As defined in a new law currently before MPPs at Queen’s Park, post-traumatic stress disorder “means an anxiety disorder that develops after exposure to a traumatic event or experience with symptoms that may include flashbacks, nightmares and intense feelings of fear or horror.”

Chris is highly concerned by PTSD and its impact on the rate of suicide among first responders: paramedics, firefighters, police officers, military personnel, etc. He sees the devastating effects that traumatic incidents can have. PTSD manifests itself in different ways for people, sometimes hiding and self-medicating. The illness can also lead to relationship problems and separation and divorce.

Here’s Chris’s analogy to help the average person understand the reality of how PTSD works: “Everyone in life carries around a bucket, and every time we experience different types of stressors, a bit of water gets added to the bucket. In this job eventually your bucket is going to overflow if left unchecked. So we need to try to mitigate the damage, and provide resources and education before the bucket overflows.”

If you feel symptoms of PTSD, you can get help. Chris says that people are reluctant to come forward with problems but “with proper help, it can be cured.” He says it’s common for paramedics to go to bed thinking about calls, whether it’s one from tonight or 10 years ago. But there’s no shame in it.

As a society we need to realize that heroes are human. That’s a term used by the Tema Conter Memorial Trust, an organization created by Vince Savoia, the paramedic who in 1988 was called to the scene of the horrific murder of a young woman named Tema Conter in Toronto. The fund helps other paramedics and creates awareness for critical incident stress and post-traumatic stress disorder, and also highlights the alarming suicide statistics for first responders: so far in 2015 alone, 26 first responders and 7 military members have died by suicide in Canada.

Chris is fortunate to have a great rapport with his work partner. They always discuss stressful calls after they finish them, and try to find some resolution. Every paramedic needs access to this kind of support and more.

Attitudes about mental health are changing, but laws can also change, and that helps a lot.

In February 2014, Bill C-67, a piece of legislation introduced by Toronto MPP Cheri Di Novo to recognize post-traumatic stress disorder as a workplace health and safety issue for paramedics and other emergency first responders, passed second reading. The bill is currently in committee where a group of MPPs will look at it in detail before voting on it at third reading, one of the final steps required before becoming law.

Chris strongly supports this law. “Any progress is good. We’ve opened a lot of eyes and started a process until we have what we need to protect us. There are 7,900 paramedics in province of Ontario, and 25% could suffer from PTSD during their career. We need to have avenues to accommodate people so that ultimately they can keep doing their job for the long-term.”

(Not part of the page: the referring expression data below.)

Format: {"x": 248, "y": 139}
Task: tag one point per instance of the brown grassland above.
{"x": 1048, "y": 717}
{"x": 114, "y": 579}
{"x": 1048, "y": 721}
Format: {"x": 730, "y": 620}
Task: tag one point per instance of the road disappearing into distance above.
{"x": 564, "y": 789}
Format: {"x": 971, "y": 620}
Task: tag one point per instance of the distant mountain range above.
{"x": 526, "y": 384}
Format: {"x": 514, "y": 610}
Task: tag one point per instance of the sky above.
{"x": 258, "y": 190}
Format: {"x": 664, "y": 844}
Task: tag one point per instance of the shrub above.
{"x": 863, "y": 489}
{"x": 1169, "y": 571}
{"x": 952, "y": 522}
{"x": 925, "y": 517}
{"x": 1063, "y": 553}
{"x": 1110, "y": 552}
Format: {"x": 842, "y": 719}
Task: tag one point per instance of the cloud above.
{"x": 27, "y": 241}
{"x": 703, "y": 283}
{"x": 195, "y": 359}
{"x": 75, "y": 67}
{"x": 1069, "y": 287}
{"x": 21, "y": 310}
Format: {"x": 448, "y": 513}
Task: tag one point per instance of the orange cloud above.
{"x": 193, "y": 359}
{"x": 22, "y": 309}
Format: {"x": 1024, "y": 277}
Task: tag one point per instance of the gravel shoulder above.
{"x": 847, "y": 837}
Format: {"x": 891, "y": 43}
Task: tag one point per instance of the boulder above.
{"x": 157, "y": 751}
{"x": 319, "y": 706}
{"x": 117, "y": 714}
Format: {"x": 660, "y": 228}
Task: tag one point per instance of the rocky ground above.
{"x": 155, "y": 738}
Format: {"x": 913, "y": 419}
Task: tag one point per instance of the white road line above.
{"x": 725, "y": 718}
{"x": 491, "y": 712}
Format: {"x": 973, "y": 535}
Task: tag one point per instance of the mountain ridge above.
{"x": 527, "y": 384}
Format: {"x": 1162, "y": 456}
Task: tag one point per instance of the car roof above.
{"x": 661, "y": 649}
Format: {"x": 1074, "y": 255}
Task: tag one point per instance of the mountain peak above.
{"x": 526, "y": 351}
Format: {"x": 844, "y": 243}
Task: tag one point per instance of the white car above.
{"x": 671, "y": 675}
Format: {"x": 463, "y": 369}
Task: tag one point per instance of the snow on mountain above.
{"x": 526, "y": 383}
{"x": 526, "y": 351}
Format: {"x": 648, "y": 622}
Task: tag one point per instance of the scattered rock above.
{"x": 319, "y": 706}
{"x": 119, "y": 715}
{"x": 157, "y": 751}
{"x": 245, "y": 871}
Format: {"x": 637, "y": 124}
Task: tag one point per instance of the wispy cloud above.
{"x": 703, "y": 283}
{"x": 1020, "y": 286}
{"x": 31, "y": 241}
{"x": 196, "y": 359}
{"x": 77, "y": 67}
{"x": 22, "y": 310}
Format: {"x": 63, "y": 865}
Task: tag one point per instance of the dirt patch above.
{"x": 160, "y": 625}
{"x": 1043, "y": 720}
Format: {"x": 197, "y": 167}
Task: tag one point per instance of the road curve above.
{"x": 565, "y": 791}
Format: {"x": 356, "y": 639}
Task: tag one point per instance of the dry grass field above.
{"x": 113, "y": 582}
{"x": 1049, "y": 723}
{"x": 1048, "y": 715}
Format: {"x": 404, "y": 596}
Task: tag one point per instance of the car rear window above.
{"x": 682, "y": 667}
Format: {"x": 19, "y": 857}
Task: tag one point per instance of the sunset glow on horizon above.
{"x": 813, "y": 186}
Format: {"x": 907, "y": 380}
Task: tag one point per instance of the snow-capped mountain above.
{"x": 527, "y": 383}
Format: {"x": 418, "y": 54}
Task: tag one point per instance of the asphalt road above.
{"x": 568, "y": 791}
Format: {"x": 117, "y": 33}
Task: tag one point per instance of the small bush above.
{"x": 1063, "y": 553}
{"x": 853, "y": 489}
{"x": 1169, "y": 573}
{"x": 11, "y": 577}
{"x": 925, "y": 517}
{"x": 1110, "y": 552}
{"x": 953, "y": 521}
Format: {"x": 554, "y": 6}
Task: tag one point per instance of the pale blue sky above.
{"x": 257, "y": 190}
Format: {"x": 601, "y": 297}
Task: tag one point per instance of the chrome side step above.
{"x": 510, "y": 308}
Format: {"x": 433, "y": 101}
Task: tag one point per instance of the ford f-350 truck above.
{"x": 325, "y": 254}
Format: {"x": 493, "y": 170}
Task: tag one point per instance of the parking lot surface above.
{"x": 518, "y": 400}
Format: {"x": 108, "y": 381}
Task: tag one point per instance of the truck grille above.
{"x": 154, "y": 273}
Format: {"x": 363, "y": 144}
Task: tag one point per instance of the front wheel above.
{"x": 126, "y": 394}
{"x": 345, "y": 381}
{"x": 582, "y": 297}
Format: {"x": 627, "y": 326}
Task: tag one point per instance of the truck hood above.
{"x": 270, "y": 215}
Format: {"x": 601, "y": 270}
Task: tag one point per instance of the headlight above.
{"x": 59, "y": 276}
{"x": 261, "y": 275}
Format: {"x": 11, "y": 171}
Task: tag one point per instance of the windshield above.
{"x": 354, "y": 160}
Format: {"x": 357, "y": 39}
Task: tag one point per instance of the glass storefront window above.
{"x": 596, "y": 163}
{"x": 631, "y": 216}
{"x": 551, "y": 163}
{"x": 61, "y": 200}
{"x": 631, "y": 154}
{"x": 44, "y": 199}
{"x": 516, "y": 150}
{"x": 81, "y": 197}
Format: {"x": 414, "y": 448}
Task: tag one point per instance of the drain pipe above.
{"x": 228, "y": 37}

Paramedics have a strong sense of caring. Chris mentions his colleague Joe, who volunteers as a peer support counsellor. Fellow Lambton County paramedics can call Joe up and have a discussion about a bad day. It’s confidential, and if they need extra help, Joe will help refer them on to the next step.

Like family, paramedics have to look after each other. But they can’t do it alone. As Chris says, “in the long run, sucking it up about PTSD is only going to hurt us. Everyone has the calls they don’t like going to for personal reasons. We need to address this now for the next generation of paramedics.”